L'Appel des Ténèbres d'Arthur Schnitzler

"La lueur jaune du plafonnier éclairait faiblement ce cagibi sans fenêtre, et au mur un vieux cadre doré entourait une glace oblongue, fêlée de haut en bas. Selon son habitude Robert s’attarda dans son bain, puis s’enveloppant dans un rugueux peignoir blanc, il s’approcha de la glace. Il trouva son visage mince et glabre assez frais et d’une apparence plutôt jeune pour ses 43 ans. Il allait se détourner, satisfait de son examen, lorsqu’il vit dans le miroir terne un œil inconnu qui se fixait mystérieusement sur lui. Aussitôt il se pencha en avant et crut observer que sa paupière gauche pendait par rapport à la paupière droite. Il eut un peu peur, ferma les yeux, les rouvrit, pressa ses paupières l’une contre l’autre en s’aidant de ses doigts... mais une différence subsistait entre la gauche et la droite. Il s’habilla vivement et dans sa chambre se plaça devant la psyché entre les deux fenêtres ; écarquillant les yeux, il se rendit compte que sa paupière gauche n’obéissait pas à sa volonté avec la même promptitude que la droite. Cependant le regard était clair, la pupille répondait bien à la stimulation de la lumière ; et comme Robert se souvint que toute la nuit il avait été couché sur le côté gauche, cela lui parut suffire pour expliquer la faiblesse de sa paupière le lendemain. Pourtant il se promit d’en parler au Dr Lienbach, ou à Otto, ou plutôt d’attendre si son frère sans être prévenu, s’apercevrait de l’asymétrie de ses deux paupières. Mais une indéfinissable angoisse tremblait au fond de cette résolution ; il eut l’impression d’avoir mal agi et de mériter un blâme, sinon un châtiment. [...] son regard tomba sur la statue en marbre de saint Christophe, debout en face dans le renfoncement de l’église, comme vingt ans plus tôt. [...] Et de nouveau il revécut ce moment."

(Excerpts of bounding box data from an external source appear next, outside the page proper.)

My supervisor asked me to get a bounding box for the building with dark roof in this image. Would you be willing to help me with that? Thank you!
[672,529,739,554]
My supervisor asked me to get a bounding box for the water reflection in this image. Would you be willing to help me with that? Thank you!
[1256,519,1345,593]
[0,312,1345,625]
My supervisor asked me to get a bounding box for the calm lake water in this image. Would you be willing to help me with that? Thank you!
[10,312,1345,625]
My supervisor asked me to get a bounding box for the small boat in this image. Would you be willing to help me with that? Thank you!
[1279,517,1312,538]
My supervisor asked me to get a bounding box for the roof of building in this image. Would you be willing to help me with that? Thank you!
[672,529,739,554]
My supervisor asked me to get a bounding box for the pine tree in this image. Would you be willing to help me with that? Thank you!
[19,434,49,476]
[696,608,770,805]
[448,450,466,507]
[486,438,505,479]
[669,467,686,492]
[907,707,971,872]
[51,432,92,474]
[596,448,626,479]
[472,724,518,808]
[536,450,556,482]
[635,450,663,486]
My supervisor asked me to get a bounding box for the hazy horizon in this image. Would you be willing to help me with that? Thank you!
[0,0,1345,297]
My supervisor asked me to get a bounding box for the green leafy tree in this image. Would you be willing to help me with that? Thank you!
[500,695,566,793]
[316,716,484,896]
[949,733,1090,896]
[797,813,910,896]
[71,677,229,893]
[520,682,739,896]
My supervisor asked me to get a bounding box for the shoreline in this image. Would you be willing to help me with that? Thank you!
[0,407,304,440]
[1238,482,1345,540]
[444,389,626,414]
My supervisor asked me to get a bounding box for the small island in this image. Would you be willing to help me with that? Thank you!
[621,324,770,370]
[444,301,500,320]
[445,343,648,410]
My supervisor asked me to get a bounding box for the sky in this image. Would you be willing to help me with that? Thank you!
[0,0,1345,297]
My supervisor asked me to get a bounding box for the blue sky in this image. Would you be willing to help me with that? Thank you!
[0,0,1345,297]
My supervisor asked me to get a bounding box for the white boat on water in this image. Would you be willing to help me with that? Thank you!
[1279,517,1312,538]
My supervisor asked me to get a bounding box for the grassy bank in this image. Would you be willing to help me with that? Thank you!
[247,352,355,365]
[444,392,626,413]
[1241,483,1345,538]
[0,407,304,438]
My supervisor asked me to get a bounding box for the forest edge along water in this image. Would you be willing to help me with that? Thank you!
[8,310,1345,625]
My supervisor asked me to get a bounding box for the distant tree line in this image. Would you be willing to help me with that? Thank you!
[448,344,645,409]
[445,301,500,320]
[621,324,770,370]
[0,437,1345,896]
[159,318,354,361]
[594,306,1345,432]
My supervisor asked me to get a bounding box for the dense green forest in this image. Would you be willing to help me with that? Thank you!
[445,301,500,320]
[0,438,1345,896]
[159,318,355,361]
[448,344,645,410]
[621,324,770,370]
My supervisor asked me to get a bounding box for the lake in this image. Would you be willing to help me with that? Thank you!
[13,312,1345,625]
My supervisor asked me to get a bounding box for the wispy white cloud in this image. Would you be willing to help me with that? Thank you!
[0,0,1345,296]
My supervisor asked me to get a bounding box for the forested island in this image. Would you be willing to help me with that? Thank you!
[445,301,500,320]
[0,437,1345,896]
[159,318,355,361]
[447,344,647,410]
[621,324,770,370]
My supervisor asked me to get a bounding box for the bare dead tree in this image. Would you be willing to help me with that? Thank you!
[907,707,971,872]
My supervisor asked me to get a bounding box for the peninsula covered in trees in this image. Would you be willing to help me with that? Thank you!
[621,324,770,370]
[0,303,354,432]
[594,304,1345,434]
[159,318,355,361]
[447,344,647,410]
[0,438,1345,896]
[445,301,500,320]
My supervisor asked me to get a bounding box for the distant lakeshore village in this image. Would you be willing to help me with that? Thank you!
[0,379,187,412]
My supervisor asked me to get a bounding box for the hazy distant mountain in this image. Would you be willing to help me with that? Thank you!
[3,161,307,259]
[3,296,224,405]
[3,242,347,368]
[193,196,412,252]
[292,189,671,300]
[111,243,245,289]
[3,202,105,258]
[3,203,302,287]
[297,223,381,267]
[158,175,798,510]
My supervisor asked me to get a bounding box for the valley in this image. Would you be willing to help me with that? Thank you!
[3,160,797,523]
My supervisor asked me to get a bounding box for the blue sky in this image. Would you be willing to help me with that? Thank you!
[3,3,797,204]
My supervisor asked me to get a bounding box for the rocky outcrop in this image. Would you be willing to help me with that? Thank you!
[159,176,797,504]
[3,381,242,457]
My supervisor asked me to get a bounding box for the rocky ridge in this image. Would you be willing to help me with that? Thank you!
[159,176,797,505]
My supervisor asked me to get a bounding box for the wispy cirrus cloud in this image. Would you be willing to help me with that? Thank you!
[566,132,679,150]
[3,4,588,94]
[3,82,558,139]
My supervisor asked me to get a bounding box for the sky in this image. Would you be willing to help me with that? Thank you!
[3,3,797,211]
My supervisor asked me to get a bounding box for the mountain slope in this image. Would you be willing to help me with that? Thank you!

La brisure du premier miroir qui trahit la faille dans la psyché du personnage. Le second miroir, encadré par deux fenêtres (ouvertures ou appel de sens) est une psyché (l’âme, ou l’œil intérieur). Le trait d’union entre les deux (le miroir de l’extériorité et le miroir psychique) est le symptôme sous forme d’une asymétrie imaginaire de l’angle d’ouverture des paupières. Robert souffre d’une double illusion à la fois dans le sens d’un grossissement, une exagération du réel, et dans le sens d’un déplacement de celui-ci (comme symptôme).Gérard Danou



F comme Fairbanks de Maurice Dugowson.

samedi 1 décembre 2012

.Dostoievski


Le Miroir des Ames mortes ?




Ulysse d'Angelopoulos





Dans ces instants rapides comme l’éclair, le sentiment de la vie et la conscience se décuplaient pour ainsi dire en lui. Son esprit et son cœur s’illuminaient d’une clarté intense ; toutes ses émotions, tous ses doutes, toutes ses inquiétudes se calmaient à la fois pour se convertir en une souveraine sérénité, faite de joie lumineuse, d’harmonie et d’espérance, à la faveur de laquelle sa raison se haussait jusqu’à la compréhension des causes finales...



Ces instants, pour les définir d’un mot, se caractérisaient par une fulguration de la conscience, et par une suprême exaltation de l’émotion subjective.

À cette seconde – avait-il déclaré un jour à Rogojine quand ils se voyaient à Moscou – j’ai entrevu le sens de cette singulière expression : il n’y aura plus de temps.